What This Work Needs to Thrive
Work like this does not fail because the community lacks commitment; it stalls because funding structures force organizations to operate from scarcity. When grants are small, short, and conditional, leaders spend more time managing survival than building systems. That is a choice funders make, and it can be made differently. Here are some recommendations for how funders might want to approach their support for organizations like Cultiva La Salud:
- Fund bigger up front. Cultiva La Salud did not stumble into a building purchase and a community kitchen vision. That came from years of trust-building, systems thinking, and relationships that are simply not fundable in $25,000 increments. We’ve only recently been able to purchase a building because we cobbled together funding for the down payment and because we’ve built a solid history with our bank, who gave us a loan for the building. With larger investments up-front we would have been further down the road of success. Significant up-front investment lets leaders plan, hire, and act with confidence. When organizations receive meaningful funding at the start, they can make decisions from a position of strength, not desperation.
- Trust the people doing the work. Trust-based philanthropy is not just a values statement. It is a practical strategy. When funders require exhaustive reporting on narrow deliverables, they are asking us to prove the legitimacy of our work, which the funder has already chosen to fund. That overhead is a tax on capacity. Flexible, general operating support allows leaders to respond to what the community needs in real time. Grantees like Cultiva La Salud are not managing a program, we are navigating a system, and systems do not move in straight lines. Reporting structures should reflect that reality. It has been a monumental relief and morale boost when we’ve been able to join Zoom meetings with funders and have a debrief instead of completing lengthy reports. More of that would be welcomed.
- Understand what infrastructure actually costs. The cost of the kitchen has exponentially increased only because of the change in federal administrations during kitchen development. The tariffs now in play have added millions to the project’s costs. Failing to create portfolios that allow these type of infrastructure investments in community only furthers the chasms of opportunity for disadvantaged communities and fledgling entrepreneurs. Cocina La Salud is not a nice-to-have thing. It is load-bearing infrastructure for an entire ecosystem of vendors, farmers, and food access pathways. Physical assets, commercial kitchen space, and community-owned facilities do not fit neatly into program budgets. Funders operating at a national level should recognize that capital investment in community-owned infrastructure is one of the highest-leverage uses of philanthropic dollars in low-income regions. The building Cultiva La Salud purchased near downtown Fresno is an anchor for wealth that will stay in the community for decades.

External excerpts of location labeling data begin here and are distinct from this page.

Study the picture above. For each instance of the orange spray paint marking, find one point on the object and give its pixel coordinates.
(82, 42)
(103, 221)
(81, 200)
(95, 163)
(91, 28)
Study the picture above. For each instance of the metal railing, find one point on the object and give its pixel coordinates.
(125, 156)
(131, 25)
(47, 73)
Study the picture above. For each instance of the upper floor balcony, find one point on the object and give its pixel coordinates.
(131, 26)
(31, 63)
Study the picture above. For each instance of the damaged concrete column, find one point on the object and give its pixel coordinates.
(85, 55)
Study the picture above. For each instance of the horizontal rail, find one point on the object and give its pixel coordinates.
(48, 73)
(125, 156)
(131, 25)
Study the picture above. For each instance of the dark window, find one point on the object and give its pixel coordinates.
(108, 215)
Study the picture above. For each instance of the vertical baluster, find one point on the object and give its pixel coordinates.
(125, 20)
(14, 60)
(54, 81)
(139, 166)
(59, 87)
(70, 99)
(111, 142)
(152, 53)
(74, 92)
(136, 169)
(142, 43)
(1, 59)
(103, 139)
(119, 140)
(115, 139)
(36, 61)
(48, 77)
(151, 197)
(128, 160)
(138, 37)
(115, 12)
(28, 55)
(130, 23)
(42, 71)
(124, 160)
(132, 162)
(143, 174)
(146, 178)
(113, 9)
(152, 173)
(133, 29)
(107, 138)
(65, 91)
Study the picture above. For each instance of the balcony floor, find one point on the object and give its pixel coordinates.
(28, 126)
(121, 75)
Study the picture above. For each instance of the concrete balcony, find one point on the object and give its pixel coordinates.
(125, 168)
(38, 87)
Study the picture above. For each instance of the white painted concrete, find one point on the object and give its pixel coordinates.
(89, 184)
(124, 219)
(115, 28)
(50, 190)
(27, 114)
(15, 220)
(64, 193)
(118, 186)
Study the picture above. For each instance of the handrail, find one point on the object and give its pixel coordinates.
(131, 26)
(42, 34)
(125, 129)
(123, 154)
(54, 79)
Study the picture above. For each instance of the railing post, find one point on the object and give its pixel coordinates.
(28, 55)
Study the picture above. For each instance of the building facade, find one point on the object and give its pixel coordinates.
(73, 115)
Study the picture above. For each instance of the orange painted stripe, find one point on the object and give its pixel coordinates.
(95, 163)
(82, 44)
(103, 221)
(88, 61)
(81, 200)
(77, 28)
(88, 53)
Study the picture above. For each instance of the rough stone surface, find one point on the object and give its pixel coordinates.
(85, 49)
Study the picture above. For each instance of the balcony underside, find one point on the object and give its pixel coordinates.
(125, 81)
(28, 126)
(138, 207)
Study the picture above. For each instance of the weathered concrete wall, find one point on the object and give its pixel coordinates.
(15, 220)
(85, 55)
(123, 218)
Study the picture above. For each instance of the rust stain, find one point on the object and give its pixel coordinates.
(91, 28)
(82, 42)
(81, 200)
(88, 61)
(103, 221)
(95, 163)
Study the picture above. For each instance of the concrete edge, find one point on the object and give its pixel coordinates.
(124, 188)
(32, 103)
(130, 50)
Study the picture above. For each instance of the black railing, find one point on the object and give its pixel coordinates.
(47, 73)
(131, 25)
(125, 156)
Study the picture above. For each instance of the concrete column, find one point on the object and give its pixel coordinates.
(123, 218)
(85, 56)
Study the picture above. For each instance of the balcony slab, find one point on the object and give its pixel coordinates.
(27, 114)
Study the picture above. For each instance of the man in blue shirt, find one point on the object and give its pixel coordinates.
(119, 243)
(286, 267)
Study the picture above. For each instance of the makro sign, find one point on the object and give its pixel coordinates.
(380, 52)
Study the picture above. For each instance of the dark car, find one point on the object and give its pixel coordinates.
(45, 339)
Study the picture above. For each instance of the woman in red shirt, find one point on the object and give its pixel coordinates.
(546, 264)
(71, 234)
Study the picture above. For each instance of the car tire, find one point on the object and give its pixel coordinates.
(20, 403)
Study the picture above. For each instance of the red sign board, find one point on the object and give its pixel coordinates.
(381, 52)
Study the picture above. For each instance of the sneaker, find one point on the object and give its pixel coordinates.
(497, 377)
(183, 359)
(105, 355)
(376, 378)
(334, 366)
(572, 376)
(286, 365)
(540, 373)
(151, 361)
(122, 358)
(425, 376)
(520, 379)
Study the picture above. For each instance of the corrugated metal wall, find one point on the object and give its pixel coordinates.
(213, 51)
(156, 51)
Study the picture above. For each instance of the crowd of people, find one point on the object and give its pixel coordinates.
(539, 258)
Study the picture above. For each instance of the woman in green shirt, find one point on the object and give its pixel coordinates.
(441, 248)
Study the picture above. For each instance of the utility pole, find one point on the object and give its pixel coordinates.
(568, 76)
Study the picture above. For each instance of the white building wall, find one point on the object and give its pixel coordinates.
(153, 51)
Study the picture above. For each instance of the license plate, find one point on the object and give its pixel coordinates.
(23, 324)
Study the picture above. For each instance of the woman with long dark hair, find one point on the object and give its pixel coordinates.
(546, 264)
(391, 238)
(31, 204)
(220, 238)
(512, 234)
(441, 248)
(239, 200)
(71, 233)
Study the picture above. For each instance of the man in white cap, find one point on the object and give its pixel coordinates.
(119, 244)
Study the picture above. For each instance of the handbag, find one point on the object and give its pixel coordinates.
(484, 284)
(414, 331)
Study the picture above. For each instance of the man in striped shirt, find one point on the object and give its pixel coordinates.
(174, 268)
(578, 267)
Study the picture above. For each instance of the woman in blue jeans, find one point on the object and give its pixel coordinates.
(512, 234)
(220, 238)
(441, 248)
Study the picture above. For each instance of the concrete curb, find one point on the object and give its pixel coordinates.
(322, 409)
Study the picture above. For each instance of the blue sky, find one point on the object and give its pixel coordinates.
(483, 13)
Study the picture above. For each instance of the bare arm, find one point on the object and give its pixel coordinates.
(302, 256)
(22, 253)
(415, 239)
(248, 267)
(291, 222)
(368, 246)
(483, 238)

- Work to understand the communities you are supporting. My best experiences with funders have been with those who have done site visits to my community, and those who have sat with the community members we serve and listened to their stories. Small nonprofits like Cultiva La Salud benefit from funders who are thought partners and offer opportunities to connect with others doing similar work in similar places. When you understand the realities of our communities, you are in a better position to offer strategic technical assistance to advance our work on the ground. The Central Valley produces a significant share of the nation’s food supply. The people who grow, process, and sell that food live in some of the most economically distressed zip codes in California. This reality is the result of a system designed to extract value from a region while concentrating wealth elsewhere. We need to work in the reverse. National funders focused on food systems, economic mobility, or health equity should understand that the Central Valley requires investments that create economic mobility, build power and instill capacity for continued success. Our region is a test case for what structural change can look like when community-rooted organizations are properly resourced. The work of Cultiva La Salud is not a local story, it is a national model.